Automation of the criminal response in question
Marlène Schiappa and Nicole Belloubet, Minister of Justice at the time, had presented a bill aiming to establish at 15 years the minimum age of consent.
It hadn't happened at the time.
"This would mean that in order to assess whether a crime has been committed and punished with a very heavy penalty, the penal response would be automated, without looking on a case-by-case basis, whether the minor was actually able or not to consent to the act according to the history, the relationship, its psychological maturity, and without having to look if the author was indeed aware of exerting a moral constraint on the victim ".
However, continues Katia Dubreuil, "the age at which we would be sure that in all cases, there can be no consent, is very difficult to define.
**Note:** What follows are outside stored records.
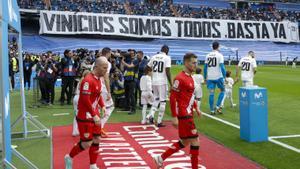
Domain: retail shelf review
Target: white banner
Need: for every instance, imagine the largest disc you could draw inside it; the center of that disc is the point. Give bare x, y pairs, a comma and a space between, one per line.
57, 22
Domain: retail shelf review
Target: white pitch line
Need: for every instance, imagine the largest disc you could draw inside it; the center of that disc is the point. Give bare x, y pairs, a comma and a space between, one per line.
284, 145
287, 136
221, 120
271, 139
61, 114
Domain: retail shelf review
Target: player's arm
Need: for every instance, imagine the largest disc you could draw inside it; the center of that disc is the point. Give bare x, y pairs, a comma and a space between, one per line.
85, 97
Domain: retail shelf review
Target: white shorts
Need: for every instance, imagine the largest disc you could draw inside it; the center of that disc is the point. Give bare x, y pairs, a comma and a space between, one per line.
147, 97
198, 93
160, 92
228, 93
247, 83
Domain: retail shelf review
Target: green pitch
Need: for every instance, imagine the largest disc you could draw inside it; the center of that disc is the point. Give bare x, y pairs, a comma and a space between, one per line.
283, 86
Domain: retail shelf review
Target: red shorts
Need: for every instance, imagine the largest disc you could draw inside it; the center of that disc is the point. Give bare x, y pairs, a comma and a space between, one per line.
187, 128
88, 130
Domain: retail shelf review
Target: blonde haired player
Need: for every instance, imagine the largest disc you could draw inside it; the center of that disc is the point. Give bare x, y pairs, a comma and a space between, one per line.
147, 95
248, 69
199, 80
229, 82
75, 131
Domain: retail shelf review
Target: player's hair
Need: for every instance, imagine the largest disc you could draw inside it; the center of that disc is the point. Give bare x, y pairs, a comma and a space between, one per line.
251, 53
198, 70
147, 69
165, 49
105, 51
215, 45
188, 56
228, 73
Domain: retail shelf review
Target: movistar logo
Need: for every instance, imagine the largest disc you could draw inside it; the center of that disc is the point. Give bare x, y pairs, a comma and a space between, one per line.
11, 12
258, 95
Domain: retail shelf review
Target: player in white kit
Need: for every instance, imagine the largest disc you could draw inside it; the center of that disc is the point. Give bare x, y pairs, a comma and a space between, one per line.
214, 74
106, 94
199, 80
146, 89
229, 82
160, 65
248, 69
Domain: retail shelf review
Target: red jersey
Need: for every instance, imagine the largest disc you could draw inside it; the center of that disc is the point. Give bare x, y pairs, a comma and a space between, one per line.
89, 98
182, 98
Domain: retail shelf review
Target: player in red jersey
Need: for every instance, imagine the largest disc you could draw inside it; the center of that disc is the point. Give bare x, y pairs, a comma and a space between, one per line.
88, 117
182, 103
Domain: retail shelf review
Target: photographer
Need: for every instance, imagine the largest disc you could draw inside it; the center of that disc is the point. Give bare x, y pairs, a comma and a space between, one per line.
50, 79
117, 86
69, 68
129, 83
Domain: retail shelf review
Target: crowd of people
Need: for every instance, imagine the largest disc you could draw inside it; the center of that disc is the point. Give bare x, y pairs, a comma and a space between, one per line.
166, 8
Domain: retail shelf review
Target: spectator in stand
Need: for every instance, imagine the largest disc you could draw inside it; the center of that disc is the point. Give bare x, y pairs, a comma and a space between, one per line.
69, 68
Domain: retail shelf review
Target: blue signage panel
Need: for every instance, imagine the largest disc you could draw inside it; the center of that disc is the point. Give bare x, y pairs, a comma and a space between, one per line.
253, 114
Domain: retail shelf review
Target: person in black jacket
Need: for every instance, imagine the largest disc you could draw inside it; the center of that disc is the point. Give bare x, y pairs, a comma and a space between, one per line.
68, 74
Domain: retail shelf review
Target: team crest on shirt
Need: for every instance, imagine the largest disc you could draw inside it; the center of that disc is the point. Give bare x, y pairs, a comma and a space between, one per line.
176, 84
86, 86
86, 135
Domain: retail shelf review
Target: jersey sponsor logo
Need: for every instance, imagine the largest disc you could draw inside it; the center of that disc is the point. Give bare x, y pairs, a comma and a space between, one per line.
243, 94
176, 84
86, 86
258, 95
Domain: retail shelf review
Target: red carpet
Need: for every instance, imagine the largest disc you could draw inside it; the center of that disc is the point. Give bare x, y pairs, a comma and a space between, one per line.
130, 147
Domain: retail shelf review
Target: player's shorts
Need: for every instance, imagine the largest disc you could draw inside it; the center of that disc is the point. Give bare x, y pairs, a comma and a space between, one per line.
247, 83
146, 97
211, 84
160, 92
198, 92
88, 130
187, 128
104, 94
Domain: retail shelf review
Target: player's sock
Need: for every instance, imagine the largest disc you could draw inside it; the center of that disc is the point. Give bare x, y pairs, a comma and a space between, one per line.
76, 150
220, 98
173, 149
194, 151
109, 110
162, 108
93, 153
144, 111
211, 101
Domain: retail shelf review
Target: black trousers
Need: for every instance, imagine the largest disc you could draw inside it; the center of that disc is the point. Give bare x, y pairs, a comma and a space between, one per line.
67, 88
27, 76
129, 94
50, 93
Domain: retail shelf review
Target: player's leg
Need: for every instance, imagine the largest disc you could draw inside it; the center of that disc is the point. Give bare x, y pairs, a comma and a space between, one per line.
220, 85
194, 152
155, 103
162, 107
211, 88
75, 126
86, 137
94, 149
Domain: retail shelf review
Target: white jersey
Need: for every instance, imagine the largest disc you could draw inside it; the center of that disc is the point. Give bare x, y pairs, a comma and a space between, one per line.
247, 64
229, 82
159, 63
146, 83
213, 61
198, 79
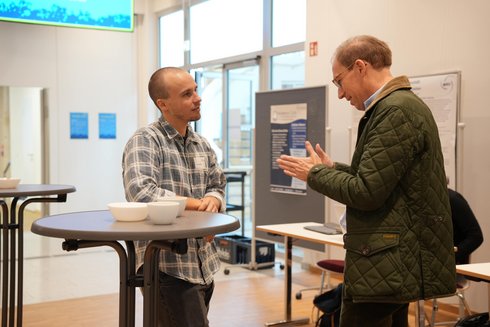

Some say 13 years, others 14, others 15. So we don't have an age where it is absolutely possible to say that under that age, any minor would be raped if there was a sexual relationship with an adult. "
A provision that could be unconstitutional
One of the consequences of automating the judgment in this way, according to her, would therefore be that "we would risk catching situations in which, in reality, it is not a matter of rape or a wrongdoing. ", continues Katia Dubreuil, who gives the example of a 14-year-old minor who would have sexual relations within the framework of a consensual relationship with a young man of 18 years.
"Should we provide in the law that, automatically, this would be qualified as rape punishable by 20 years of criminal imprisonment?"
This is why, at the time, the Council of State told the government that the Constitutional Council would risk considering this automation as unconstitutional.
According to Katia Dubreuil, the current turnaround is due "to the emotion caused by the seriousness of this type of act, to the fact that we can see that there are many acts of this type which are committed with complete impunity. , with the difficulty for justice to answer them ".
But she believes that the case by case is essential.
Incestuous rape would be "easy to demonstrate"
The Duhamel affair has indeed put back on the table the silence that surrounds in particular cases of incest and the difficulty for victims to speak.
But justice already takes into account the aggravating nature of incest, assures the president of the magistrate's union, even though incest with a minor is not registered as a criminal act as such in the Penal Code.
"What is punishable is coercion, the absence of consent. When it is a relationship in the family between a child and an adult, justice will consider very clearly that there can be no consent of a child, for example when his father or his stepfather commits acts of a sexual nature on him. It is punishable and it is punishable as rape of incest ", specifies Katia Dubreuil.
"Incest only comes into the qualification when the rape itself is proven, but rape, in terms of incest, is in itself very easy to demonstrate."